# JPMC QR Mentorship - Case Study 1
## Khushmeet Chandi

This notebook is specific to NVIDIA Corporation ("NVDA") between January 1, 2020, to January 1, 2024. The stock ticker symbol and date range can be changed. This notebook serves to provide a framework to begin analyzing stocks and take a first attempt at answering the guidance questions. 

In [None]:
import yfinance as yf
import pandas as pd
import numpy as np
import matplotlib.pyplot as plt
import pandas as pd
import torch
import torch.nn as nn
import torch.optim as optim
import torch.utils.data as data

In [None]:
stock_ticker_symbol = "NVDA" # NVIDIA Corporation ("NVDA")

nvda = yf.Ticker(stock_ticker_symbol)

# get stock info
nvda.info

In [None]:
# get historical market data
nvda.history(period="max")

In [None]:
# show actions (dividends, splits)
nvda.actions

In [None]:
# show dividends
nvda.dividends

In [None]:
# show splits
nvda.splits

### 1.) What was the change in price of the stock over time?

In [None]:
# Fetches historical stock data for "NVDA"from January 1, 2020, to January 1, 2024
stock_data = yf.download(stock_ticker_symbol, start="2020-01-01", end="2024-01-01")

In [None]:
# Calculate daily change in Closing price
stock_data['Daily Change'] = stock_data['Close'].diff()
# Plotting the change in Closing price over time
plt.figure(figsize=(14, 7))
plt.plot(stock_data.index, stock_data['Close'], label='Close Price', color='blue')
plt.title('Change in Stock Price over Time for {}'.format(stock_ticker_symbol))
plt.xlabel('Date')
plt.ylabel('Stock Price ($)')
plt.legend()
plt.grid(True)
plt.show()

### 2) What was the daily return of the stock on average?

In [None]:
# Calculating the average daily return of the stock 
stock_data['Daily Return'] = stock_data['Close'].pct_change() * 100
average_daily_return = stock_data['Daily Return'].mean()

In [None]:
# Plotting the average daily return of the stock 
plt.figure(figsize=(10, 6))
plt.hist(stock_data['Daily Return'].dropna(), bins=50, edgecolor='black', alpha=0.7)
plt.title('Daily Returns Distribution for {}'.format(stock_ticker_symbol))
plt.xlabel('Daily Return (%)')
plt.ylabel('Frequency')
plt.grid(True)
plt.show()

This visualization reperesents the distribution of daily returns using a histogram to understand the volatility and frequency of different return values.

### 3) What was the moving average of the various stocks?

In [None]:
# Calculate moving averages
stock_data['MA_20'] = stock_data['Close'].rolling(window=20).mean()
stock_data['MA_50'] = stock_data['Close'].rolling(window=50).mean()

In [None]:
plt.figure(figsize=(12, 6))
plt.plot(stock_data.index, stock_data['Close'], label='Close Price', color='blue')
plt.plot(stock_data.index, stock_data['MA_20'], label='20-Day Moving Avg', color='red')
plt.plot(stock_data.index, stock_data['MA_50'], label='50-Day Moving Avg', color='green')
plt.title('Moving Averages for {}'.format(stock_ticker_symbol))
plt.xlabel('Date')
plt.ylabel('Price ($)')
plt.legend()
plt.grid(True)
plt.show()

Calculate various moving averages (e.g., 20-day moving average, 50-day moving average) to smooth out fluctuations and observe trends in the stock prices.

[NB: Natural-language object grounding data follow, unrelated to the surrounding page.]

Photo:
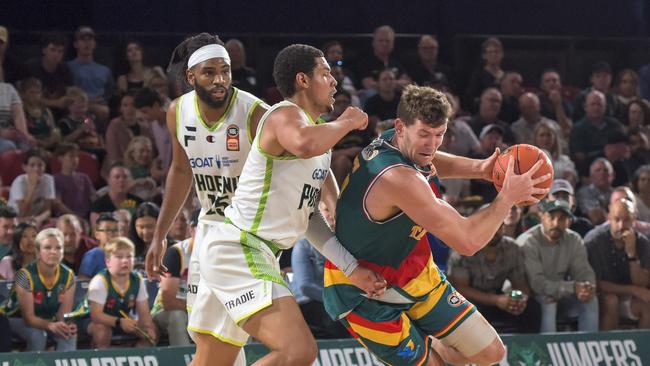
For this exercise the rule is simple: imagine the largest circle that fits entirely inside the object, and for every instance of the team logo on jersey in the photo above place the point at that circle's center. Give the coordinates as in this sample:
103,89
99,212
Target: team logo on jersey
455,299
232,138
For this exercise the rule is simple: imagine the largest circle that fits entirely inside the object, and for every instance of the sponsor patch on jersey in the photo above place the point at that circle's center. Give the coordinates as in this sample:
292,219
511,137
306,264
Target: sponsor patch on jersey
455,299
232,138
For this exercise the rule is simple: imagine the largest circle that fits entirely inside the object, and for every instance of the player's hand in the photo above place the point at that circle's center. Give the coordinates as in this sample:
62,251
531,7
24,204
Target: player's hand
358,118
153,261
519,188
370,282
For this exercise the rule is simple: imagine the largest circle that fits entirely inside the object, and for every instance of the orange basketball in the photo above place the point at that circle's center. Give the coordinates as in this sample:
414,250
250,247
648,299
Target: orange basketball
525,157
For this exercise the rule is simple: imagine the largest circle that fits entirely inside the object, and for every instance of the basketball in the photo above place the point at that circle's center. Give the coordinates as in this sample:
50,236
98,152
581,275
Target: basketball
525,157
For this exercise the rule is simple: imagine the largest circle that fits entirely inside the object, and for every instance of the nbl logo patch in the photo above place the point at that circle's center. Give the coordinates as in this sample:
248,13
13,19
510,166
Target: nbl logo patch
455,299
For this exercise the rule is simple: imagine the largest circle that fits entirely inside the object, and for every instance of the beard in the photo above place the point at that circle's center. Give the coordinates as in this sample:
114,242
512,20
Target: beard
206,97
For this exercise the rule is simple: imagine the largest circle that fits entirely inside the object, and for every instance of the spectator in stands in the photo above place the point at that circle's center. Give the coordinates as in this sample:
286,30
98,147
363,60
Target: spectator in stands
558,270
74,189
149,108
523,128
143,224
11,69
146,170
383,105
95,79
593,198
75,243
383,43
133,71
243,77
511,90
13,126
43,291
39,118
488,113
481,278
426,68
32,194
488,75
553,105
638,115
115,292
307,265
620,257
118,196
589,134
546,137
562,189
94,260
170,307
601,80
7,224
79,126
52,72
23,250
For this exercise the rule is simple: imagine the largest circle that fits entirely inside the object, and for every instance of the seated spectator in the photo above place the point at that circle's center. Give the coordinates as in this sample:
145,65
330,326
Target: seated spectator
75,243
115,292
170,307
23,250
511,91
307,265
7,225
79,126
118,196
589,134
620,257
594,197
558,270
552,103
488,113
546,137
43,291
487,75
243,77
145,168
601,81
481,277
562,189
143,225
52,72
13,126
74,189
32,194
94,260
39,118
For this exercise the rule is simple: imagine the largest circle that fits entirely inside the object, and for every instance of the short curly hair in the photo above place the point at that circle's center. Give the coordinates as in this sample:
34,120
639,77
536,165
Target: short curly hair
424,103
289,62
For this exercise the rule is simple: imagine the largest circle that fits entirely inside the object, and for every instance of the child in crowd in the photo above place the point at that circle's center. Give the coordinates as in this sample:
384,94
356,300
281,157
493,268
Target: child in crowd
118,297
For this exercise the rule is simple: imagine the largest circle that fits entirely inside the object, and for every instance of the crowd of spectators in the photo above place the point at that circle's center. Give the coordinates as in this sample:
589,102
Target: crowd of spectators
94,150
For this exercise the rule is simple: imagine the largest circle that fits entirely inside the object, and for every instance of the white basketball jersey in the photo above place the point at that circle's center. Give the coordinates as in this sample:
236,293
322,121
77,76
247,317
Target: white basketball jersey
216,154
276,195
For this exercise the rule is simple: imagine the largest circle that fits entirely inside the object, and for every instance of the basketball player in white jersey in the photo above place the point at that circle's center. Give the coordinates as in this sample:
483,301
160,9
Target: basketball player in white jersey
241,287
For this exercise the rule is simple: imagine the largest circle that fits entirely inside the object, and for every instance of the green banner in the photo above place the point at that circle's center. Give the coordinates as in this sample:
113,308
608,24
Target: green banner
631,348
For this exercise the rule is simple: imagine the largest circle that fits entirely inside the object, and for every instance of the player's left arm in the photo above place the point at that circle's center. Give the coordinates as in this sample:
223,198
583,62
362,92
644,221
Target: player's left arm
453,166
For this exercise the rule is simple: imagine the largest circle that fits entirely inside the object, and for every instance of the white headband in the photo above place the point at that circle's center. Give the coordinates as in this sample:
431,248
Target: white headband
207,52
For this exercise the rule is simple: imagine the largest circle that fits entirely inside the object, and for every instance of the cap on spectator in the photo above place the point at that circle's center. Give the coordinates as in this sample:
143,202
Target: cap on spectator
554,205
4,34
84,31
561,185
490,128
601,66
194,219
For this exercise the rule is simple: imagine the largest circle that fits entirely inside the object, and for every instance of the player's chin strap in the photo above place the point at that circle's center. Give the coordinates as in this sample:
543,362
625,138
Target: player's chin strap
321,237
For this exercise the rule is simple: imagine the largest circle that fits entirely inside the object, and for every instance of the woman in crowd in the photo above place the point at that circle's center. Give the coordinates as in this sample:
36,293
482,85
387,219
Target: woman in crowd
43,291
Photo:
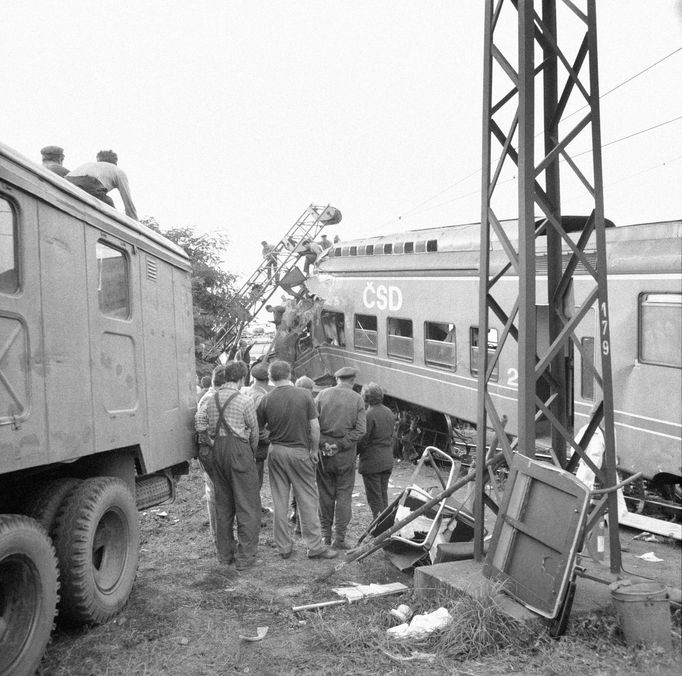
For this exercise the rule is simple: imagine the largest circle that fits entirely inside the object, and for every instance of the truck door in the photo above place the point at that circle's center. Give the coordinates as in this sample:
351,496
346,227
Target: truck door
22,396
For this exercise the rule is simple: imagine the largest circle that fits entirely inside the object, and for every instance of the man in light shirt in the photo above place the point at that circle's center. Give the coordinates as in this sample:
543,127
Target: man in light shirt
100,177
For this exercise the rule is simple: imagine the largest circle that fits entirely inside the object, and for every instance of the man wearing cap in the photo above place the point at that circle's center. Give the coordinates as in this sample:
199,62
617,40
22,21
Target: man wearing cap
269,252
102,176
257,390
291,418
53,158
227,426
342,423
375,449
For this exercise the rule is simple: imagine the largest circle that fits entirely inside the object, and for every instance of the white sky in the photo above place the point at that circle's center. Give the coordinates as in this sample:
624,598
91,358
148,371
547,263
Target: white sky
233,116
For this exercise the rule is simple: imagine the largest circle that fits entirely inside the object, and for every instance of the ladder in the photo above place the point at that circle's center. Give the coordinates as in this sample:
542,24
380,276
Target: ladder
263,282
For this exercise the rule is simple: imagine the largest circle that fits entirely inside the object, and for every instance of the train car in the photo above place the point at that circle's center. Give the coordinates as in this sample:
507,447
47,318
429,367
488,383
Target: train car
403,309
97,394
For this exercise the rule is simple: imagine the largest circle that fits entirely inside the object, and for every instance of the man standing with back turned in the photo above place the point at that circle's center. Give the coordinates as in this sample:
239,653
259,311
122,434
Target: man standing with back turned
226,422
290,415
342,422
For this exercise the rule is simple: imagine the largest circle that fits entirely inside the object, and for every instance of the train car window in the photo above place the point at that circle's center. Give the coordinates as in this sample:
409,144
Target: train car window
365,333
586,373
440,345
9,250
112,283
473,351
400,340
334,327
660,329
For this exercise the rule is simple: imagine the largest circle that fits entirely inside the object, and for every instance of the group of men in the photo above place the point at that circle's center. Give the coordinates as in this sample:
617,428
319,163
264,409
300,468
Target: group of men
96,178
310,445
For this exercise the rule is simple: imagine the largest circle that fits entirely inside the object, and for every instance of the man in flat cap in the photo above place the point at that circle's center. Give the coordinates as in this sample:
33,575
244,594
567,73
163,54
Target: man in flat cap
100,177
342,422
53,158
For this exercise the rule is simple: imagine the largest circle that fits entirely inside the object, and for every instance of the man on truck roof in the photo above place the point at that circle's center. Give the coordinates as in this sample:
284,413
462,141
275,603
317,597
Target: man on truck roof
100,177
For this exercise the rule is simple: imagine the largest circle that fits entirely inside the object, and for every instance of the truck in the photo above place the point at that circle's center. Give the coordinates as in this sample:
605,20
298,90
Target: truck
97,396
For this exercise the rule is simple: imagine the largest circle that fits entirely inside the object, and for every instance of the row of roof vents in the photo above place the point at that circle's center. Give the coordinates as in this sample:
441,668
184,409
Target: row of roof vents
427,245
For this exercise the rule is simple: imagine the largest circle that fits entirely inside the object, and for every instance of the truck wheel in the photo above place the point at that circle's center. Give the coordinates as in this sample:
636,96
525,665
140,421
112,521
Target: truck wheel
44,503
97,541
28,593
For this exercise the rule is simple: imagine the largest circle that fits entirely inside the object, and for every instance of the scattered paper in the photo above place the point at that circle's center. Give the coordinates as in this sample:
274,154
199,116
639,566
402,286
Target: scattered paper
260,635
421,625
650,556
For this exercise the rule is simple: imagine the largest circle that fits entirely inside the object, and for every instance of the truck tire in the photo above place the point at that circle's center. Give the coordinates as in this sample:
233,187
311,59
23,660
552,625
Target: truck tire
28,594
97,542
45,501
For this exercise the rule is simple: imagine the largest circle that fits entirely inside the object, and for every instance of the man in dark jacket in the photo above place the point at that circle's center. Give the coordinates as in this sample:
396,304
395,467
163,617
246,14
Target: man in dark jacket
291,419
375,449
342,423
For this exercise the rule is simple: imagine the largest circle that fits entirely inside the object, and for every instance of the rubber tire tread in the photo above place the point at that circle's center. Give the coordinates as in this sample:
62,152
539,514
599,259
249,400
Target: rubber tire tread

### 5) How much value do we put at risk by investing in a particular stock

To estimate how much value is at risk by investing in a particular stock, we can calculate the volatility or standard deviation of its daily returns. Volatility measures the variability of a stock's price over time and is a common metric used to assess risk in financial markets. 


In [None]:
volatility = stock_data['Daily Return'].std()

print("Volatility (Risk) for {}: {:.2f}%".format(stock_ticker_symbol, volatility * 100))

The volatility calculated represents the daily risk associated with the stock. Higher volatility indicates greater fluctuations in the stock price, implying higher risk. 

A volatility of 341.60% indicates that on average, the daily returns of NVDA fluctuate widely. This means that NVDA's stock price can experience significant swings on a daily basis. In this case, the high volatility suggests that there could be substantial gains or losses in short periods. Stocks with high volatility like NVDA may attract traders and speculators looking to capitalize on short-term price movements. However, for long-term investors, high volatility may signal higher uncertainty and potential for larger losses if not managed properly. It's also important to perform a comparative analysis, which means comparing this volatility figure across different stocks and sectors, and to integrate historical context. 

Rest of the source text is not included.